Cavendish, Margaret (1623–1673)
CAVENDISH, MARGARET (1623–1673)
CAVENDISH, MARGARET (1623–1673), duchess of Newcastle, English poet, playwright, natural philosopher, biographer, feminist utopianist, and eccentric. Margaret Cavendish was born Margaret Lucas, the youngest child of Thomas Lucas and Elizabeth Leighton Lucas of Colchester, Essex. The death of Thomas in 1625 left the Lucas estate in the hands of Elizabeth Leighton, who had a penchant for land management and advancing her children's fortunes beyond the confines of the local county. Educated at home, Margaret spent much time in philosophical contemplation and daydreaming. Alienated socially from the Essex gentry, the Lucases were High Church royalists whose Essex manor was looted during an antiroyalist riot of 22 August 1642. In late 1642 Margaret was sent from home to serve as maid of honor at Queen Henrietta Maria's temporary court at Oxford. Shy and conversationally ill at ease, Margaret asked, but was refused, permission to return home. With the defeat of the royalist forces in the English Civil War, the queen and her court went into exile in Paris. In 1645, maternal foresight paid off when Margaret caught the eye of fifty-one-year-old William Cavendish, marquis of Newcastle. A womanizing aristocrat and royalist military commander, Cavendish came to Paris to repair his relations with the queen after his disastrous military defeat by parliamentary forces at Marston Moor. With savvy, Margaret managed a short courtship, marrying William Cavendish in December 1645.
Plagued by financial insecurity, ill health, and the failure of royalist aspirations during an extended exile in Paris and then Antwerp, Margaret sought solace in writing. Inspired by the scientific interests of her brother-in-law, Sir Charles Cavendish, and encouraged by her husband, she published verse on natural philosophical atomism in Poems and Fancies (1653). A second collection of poetry, Philosophicall Fancies (1653), a philosophical treatise, Philosophical and Physical Opinions (1655), and two prose miscellanies, The World's Olio (1655) and Nature's Pictures (1656), followed shortly thereafter. With the restoration of Charles II in 1660, the Cavendishes returned to England. William was granted the title of duke, and Margaret, thereafter duchess of Newcastle, tried her hand at a variety of literary forms, including drama, poetry, romance, epistles, orations, biography, and autobiography, as well as natural philosophic reflection. The utopian scientific narrative Description of a New World, called the Blazing World (1666) is her best-known literary work.

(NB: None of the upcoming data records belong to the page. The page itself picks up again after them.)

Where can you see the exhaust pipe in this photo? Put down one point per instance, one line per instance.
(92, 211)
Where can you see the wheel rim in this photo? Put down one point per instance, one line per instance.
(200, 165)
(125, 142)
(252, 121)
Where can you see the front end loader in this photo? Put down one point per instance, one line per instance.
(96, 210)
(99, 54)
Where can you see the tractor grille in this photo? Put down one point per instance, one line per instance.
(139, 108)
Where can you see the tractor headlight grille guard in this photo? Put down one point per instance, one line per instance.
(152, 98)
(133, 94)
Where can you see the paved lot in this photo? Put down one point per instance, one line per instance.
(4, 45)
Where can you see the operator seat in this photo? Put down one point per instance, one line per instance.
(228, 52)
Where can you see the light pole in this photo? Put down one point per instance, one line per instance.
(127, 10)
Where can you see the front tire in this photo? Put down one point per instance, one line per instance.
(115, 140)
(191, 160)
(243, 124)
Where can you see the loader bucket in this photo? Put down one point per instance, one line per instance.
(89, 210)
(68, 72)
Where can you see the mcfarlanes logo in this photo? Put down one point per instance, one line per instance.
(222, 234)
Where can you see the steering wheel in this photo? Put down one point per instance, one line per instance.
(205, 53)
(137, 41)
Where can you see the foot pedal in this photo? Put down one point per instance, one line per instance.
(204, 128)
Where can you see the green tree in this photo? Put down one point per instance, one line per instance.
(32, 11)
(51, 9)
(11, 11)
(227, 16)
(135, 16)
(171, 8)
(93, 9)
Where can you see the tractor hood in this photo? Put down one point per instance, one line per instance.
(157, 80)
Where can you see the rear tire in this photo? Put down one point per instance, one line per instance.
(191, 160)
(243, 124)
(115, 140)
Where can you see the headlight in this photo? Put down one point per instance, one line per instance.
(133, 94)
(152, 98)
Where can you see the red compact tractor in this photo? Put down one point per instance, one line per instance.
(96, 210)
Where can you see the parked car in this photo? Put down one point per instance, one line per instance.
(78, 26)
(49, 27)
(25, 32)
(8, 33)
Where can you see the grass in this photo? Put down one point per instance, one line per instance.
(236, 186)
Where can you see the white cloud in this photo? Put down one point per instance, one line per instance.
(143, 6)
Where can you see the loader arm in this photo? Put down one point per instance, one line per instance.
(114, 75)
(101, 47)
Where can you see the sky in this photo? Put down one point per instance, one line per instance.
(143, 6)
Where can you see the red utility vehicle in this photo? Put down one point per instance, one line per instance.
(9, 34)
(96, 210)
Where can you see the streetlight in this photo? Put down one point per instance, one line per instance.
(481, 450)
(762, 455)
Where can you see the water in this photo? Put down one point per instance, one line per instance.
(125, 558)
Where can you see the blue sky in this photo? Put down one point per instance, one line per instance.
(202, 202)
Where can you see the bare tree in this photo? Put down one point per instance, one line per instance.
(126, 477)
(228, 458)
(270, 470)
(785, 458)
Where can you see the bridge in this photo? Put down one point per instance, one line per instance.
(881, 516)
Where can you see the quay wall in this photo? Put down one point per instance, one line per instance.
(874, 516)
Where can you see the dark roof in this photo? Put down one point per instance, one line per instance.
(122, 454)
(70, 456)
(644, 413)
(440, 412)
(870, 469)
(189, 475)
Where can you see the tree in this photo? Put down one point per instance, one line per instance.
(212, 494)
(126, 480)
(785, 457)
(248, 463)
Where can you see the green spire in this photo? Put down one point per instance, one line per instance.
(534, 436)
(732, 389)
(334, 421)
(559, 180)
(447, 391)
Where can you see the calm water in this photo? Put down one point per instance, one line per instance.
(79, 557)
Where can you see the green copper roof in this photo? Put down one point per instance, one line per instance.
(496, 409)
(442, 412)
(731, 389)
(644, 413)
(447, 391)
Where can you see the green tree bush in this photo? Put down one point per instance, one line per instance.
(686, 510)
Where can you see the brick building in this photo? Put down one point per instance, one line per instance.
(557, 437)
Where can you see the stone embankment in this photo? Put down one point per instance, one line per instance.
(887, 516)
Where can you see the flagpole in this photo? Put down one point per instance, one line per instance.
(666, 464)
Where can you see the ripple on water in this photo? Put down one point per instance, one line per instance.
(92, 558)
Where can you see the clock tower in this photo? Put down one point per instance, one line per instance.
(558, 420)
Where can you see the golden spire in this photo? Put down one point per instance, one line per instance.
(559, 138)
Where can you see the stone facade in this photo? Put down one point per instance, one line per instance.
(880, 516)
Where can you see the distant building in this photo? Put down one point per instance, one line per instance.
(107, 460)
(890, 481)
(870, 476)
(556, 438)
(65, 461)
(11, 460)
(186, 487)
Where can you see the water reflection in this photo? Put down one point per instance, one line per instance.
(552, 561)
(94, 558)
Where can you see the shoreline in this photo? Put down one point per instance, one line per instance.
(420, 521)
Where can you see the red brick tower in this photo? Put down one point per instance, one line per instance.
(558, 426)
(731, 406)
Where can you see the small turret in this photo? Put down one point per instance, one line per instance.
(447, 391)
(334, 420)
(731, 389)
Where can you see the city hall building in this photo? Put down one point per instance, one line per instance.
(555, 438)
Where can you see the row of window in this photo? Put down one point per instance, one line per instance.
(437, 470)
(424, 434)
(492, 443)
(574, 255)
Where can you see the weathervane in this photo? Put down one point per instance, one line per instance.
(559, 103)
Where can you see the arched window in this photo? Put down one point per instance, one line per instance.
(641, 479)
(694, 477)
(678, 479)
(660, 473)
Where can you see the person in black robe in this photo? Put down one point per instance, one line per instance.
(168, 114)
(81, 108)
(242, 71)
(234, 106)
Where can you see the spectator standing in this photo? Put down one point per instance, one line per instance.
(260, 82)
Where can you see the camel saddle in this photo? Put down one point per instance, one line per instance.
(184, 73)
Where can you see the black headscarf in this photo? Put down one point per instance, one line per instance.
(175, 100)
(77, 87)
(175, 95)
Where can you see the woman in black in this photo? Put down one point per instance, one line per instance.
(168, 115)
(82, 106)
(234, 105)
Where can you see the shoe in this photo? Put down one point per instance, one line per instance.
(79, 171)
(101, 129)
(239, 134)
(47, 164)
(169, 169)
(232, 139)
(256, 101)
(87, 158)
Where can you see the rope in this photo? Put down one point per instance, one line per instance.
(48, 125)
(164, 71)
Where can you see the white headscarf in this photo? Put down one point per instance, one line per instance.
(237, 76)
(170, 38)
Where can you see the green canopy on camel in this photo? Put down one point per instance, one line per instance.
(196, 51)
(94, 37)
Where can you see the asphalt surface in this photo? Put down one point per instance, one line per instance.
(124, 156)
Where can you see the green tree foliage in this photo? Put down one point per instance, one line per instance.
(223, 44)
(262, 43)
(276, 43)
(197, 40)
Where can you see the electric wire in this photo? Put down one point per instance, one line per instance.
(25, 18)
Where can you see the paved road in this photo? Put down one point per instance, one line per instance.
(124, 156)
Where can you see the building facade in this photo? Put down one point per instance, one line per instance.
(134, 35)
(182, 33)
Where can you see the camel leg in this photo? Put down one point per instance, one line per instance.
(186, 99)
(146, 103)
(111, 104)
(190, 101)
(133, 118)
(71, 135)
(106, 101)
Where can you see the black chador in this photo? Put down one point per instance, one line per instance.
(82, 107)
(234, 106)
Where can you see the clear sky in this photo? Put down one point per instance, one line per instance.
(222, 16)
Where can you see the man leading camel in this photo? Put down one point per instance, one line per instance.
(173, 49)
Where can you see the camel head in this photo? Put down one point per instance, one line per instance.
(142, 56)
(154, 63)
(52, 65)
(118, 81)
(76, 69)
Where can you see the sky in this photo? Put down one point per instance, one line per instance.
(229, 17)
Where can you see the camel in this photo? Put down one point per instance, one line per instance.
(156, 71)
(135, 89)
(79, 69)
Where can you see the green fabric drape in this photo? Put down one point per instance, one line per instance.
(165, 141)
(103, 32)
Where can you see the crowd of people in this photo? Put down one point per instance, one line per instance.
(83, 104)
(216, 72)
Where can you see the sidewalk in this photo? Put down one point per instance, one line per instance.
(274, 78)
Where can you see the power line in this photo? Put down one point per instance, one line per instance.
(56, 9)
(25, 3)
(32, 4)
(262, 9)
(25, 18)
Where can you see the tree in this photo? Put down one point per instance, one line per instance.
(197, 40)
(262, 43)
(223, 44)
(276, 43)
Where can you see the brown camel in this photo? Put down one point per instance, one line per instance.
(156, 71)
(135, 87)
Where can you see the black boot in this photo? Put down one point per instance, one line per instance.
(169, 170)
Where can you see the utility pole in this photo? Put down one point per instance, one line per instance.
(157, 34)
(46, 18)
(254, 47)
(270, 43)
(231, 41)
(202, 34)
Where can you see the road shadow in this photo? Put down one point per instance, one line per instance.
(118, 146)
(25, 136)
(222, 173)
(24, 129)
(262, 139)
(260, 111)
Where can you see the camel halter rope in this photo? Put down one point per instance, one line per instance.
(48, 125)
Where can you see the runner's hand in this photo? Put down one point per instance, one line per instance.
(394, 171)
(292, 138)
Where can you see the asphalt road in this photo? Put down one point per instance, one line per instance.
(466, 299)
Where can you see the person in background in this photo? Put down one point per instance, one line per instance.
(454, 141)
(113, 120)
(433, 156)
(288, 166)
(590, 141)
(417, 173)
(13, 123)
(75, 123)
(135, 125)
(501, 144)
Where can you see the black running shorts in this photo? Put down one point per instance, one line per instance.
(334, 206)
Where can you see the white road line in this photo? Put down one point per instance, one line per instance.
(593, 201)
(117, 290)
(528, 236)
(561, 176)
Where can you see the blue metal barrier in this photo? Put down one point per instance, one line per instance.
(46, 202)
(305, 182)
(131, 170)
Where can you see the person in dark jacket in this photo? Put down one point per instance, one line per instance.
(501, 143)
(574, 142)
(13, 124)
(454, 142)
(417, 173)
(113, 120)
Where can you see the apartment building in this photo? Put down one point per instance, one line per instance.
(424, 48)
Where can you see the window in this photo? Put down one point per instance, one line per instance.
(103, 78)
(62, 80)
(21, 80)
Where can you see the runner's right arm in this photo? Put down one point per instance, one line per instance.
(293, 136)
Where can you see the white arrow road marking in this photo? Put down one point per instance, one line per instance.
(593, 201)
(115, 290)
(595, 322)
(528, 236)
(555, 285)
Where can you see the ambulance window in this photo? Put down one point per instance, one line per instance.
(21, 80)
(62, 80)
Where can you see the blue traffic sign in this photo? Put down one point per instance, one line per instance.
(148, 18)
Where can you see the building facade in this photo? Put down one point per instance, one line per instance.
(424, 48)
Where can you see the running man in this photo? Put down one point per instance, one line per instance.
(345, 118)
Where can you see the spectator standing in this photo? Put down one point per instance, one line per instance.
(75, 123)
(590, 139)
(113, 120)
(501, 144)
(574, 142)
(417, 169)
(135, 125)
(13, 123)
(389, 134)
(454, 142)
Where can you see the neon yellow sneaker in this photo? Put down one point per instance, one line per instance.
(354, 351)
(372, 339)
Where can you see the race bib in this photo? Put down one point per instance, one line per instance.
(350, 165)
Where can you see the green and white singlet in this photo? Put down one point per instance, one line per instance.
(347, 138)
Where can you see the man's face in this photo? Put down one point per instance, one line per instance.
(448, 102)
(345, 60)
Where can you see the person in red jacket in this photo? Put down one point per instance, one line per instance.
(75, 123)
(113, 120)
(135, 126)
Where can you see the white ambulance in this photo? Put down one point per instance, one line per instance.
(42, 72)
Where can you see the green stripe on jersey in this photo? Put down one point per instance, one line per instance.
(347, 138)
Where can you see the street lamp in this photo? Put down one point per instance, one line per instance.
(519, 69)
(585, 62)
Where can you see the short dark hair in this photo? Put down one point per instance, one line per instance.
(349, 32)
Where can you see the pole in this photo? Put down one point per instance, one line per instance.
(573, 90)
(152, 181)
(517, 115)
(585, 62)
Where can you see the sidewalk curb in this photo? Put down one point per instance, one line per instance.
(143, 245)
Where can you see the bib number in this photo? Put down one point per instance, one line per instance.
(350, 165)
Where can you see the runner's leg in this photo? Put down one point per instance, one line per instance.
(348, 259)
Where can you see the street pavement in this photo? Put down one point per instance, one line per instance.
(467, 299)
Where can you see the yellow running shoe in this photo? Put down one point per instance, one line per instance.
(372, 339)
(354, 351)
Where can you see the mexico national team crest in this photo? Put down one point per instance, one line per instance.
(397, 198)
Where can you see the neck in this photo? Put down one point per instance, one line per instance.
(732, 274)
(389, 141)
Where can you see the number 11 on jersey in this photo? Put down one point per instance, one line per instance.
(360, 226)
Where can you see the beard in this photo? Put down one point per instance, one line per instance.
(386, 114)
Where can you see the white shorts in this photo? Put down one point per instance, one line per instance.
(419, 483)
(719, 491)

Clearly conscious of the limitations that marriage and social conventions placed on women, Margaret Cavendish sought a name for herself by playing the eccentric in public—dressing androgynously and behaving outlandishly. But she also sought fame in intellectual circles by debating the ideas of prominent male philosophers like Thomas Hobbes, René Descartes, and Robert Hooke in print. Strongly influenced by Hobbes's materialism, she rejected atomism in 1655 because it represented the world as intrinsically disordered—a viewpoint that conflicted with her political conservatism. Instead, she drew upon Neoplatonic and materialist ideas to construct a philosophical monism or vitalism that conceived all matter to be endowed with elements of reason and spirit. An epistemological skeptic at heart, Cavendish criticized the Royal Society's reliance on empirical experimentalism, its misplaced faith in the accuracy of our fallible senses. Instead, she believed that natural philosophic inquiry could best proceed through rational and imaginative conjecture. She explained some of her antiexperimental ideas in Observations upon Experimental Philosophy (1666), in which she also took aimatRobertHooke's Micrographia for its misguided enthusiasm for optical instruments. Cavendish's eccentricity, intellectual eclecticism, and gender led many of her contemporaries to discount her philosophical thought, although twentieth-century feminist scholars have revived interest in her work.
See also Charles II (England) ; Descartes, René ; English Civil War and Interregnum ; Hobbes, Thomas ; Hooke, Robert ; Neoplatonism .
BIBLIOGRAPHY
Primary Sources
Cavendish, Margaret. The Blazing World & Other Writings (1666). Harmondsworth, U.K., 1992.
——. The Life of the Thrice Noble, High and Puissant Prince William Cavendishe (1668). Edited by C. H. Firth. London, 1886.
——. Poems and Fancies (1653). Menston, U.K., 1972.
——. Sociable Letters (1664). Menston, U.K., 1969.
Secondary Source
Batigelli, Anna. Margaret Cavendish and the Exiles of the Mind. Lexington, Ky., 1998.